Perfect Strangers once again delves into souvenirs of the past. "That famous quote, 'The past is a foreign country: they do things differently there,' is not true. We overestimate the differences," says Poliakoff. The story of a monstrous family reunion in a posh hotel is inspired by his own experience after the death of his father. "I went into the great ballroom," he says, "and I hardly knew anyone, although they were all related to me."

In Perfect Strangers the "pedigree hunter" Stephen (Anton Lesser), designer of the family tree, hangs a souvenir on each branch that the guests obsessively unravel. The ailing black sheep of the family, played by Michael Gambon, uncovers a remarkable hidden truth about his austere father: what is this amazing home movie showing him cavorting on the lawn while the little boy looks on? And who was he dancing for? His wife goes merrily in search of a distinguished ancestor, and their son discovers he is the eternal go-between when he attempts to heal old wounds. And there is the Holocaust survivor who had to create a whole new family history to survive.

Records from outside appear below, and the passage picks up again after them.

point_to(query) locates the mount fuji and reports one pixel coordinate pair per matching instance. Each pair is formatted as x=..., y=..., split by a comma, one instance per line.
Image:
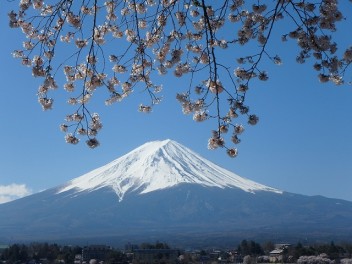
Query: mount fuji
x=165, y=191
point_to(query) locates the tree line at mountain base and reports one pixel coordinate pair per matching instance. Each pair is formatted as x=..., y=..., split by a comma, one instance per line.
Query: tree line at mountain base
x=246, y=252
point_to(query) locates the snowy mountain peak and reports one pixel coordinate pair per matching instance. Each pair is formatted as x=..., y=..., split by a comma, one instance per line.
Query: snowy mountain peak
x=158, y=165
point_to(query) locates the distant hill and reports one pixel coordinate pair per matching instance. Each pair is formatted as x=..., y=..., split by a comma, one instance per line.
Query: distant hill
x=164, y=191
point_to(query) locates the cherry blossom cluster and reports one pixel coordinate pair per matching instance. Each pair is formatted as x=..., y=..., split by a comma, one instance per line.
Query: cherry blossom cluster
x=119, y=46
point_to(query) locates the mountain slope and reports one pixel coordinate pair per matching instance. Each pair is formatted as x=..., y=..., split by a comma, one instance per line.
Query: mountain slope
x=158, y=165
x=164, y=191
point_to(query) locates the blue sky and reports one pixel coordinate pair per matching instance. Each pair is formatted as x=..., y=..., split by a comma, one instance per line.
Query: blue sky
x=302, y=143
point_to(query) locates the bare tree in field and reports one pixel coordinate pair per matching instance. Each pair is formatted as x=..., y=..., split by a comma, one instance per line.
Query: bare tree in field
x=117, y=47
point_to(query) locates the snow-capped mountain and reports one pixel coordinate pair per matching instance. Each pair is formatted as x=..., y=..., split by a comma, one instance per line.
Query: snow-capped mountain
x=164, y=191
x=158, y=165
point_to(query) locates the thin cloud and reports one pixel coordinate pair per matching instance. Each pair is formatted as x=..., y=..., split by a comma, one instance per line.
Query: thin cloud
x=12, y=192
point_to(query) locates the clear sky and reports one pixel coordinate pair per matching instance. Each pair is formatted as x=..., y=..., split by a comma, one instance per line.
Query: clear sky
x=302, y=144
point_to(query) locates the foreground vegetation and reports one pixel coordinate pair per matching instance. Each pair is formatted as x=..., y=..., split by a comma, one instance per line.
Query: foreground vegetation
x=246, y=252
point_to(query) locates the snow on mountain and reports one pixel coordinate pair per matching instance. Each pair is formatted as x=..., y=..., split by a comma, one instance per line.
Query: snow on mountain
x=158, y=165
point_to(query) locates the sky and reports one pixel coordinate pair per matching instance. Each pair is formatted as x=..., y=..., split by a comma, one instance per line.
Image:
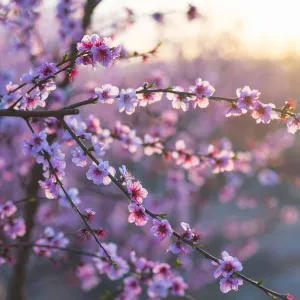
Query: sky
x=263, y=26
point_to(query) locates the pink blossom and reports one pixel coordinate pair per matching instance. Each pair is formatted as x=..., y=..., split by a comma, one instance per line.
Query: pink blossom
x=127, y=101
x=178, y=286
x=152, y=145
x=263, y=112
x=162, y=271
x=32, y=101
x=50, y=188
x=100, y=173
x=79, y=158
x=137, y=214
x=126, y=177
x=86, y=43
x=88, y=276
x=247, y=98
x=113, y=272
x=98, y=147
x=137, y=192
x=7, y=209
x=46, y=69
x=289, y=214
x=229, y=283
x=159, y=288
x=63, y=200
x=184, y=158
x=293, y=124
x=147, y=97
x=15, y=228
x=161, y=229
x=234, y=111
x=37, y=143
x=132, y=286
x=268, y=177
x=179, y=101
x=178, y=247
x=223, y=162
x=107, y=93
x=203, y=91
x=93, y=124
x=228, y=265
x=188, y=234
x=90, y=214
x=40, y=250
x=102, y=55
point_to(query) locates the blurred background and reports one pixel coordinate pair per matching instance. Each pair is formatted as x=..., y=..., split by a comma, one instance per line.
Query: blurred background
x=252, y=215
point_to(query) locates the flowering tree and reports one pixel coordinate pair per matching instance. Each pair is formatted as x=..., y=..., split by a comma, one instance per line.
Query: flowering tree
x=54, y=200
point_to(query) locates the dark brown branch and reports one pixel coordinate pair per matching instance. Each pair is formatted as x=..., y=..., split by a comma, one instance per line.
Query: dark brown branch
x=38, y=113
x=206, y=254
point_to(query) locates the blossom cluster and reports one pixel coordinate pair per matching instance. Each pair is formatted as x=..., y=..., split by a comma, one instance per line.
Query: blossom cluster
x=43, y=84
x=199, y=94
x=97, y=51
x=14, y=227
x=69, y=14
x=227, y=266
x=52, y=239
x=159, y=278
x=52, y=160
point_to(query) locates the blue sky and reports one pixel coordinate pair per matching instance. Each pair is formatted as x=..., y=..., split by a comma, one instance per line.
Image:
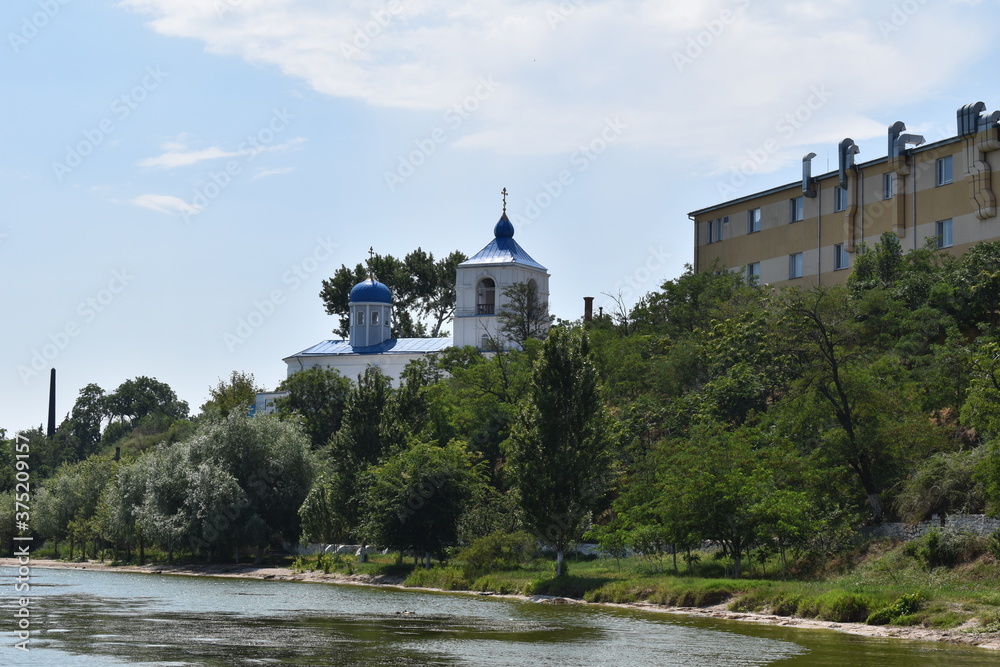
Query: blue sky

Poliakoff has a passion for scrutinising the past like a forensic scientist. He discovers crimes there - mostly of concealment and wondrous insights - that transform the memory of a person. But it is the concealment and distortion that concern him most, particularly those of the war years, although he was born in 1952. "We were, of course, brainwashed all through the war," he says. "But people were kept in ignorance long after there was no longer a need to suppress the truth. We have quite recently discovered how near we came to oblivion. What damage was done in terms of understanding the place were we live?"

Poliakoff regrets that he left it too late to find out about his own father's early life. "He was obsessed with his Russian childhood. He had a flat on Red Square and the revolution must have gone on under his window. He was an inventor and helped make the first automatic telephone exchange for the Lenin regime. Even though he fled Stalin, he was regarded as one of the fathers of Soviet technology. He was also one of the first people who caught sound on film. He was a very good storyteller. You had to sit listening to every exact detail before you got to the point - but it was always worth waiting for."

There is no mistaking the message to the viewers: sit quiet now, don't fidget - it will be worth it in the end.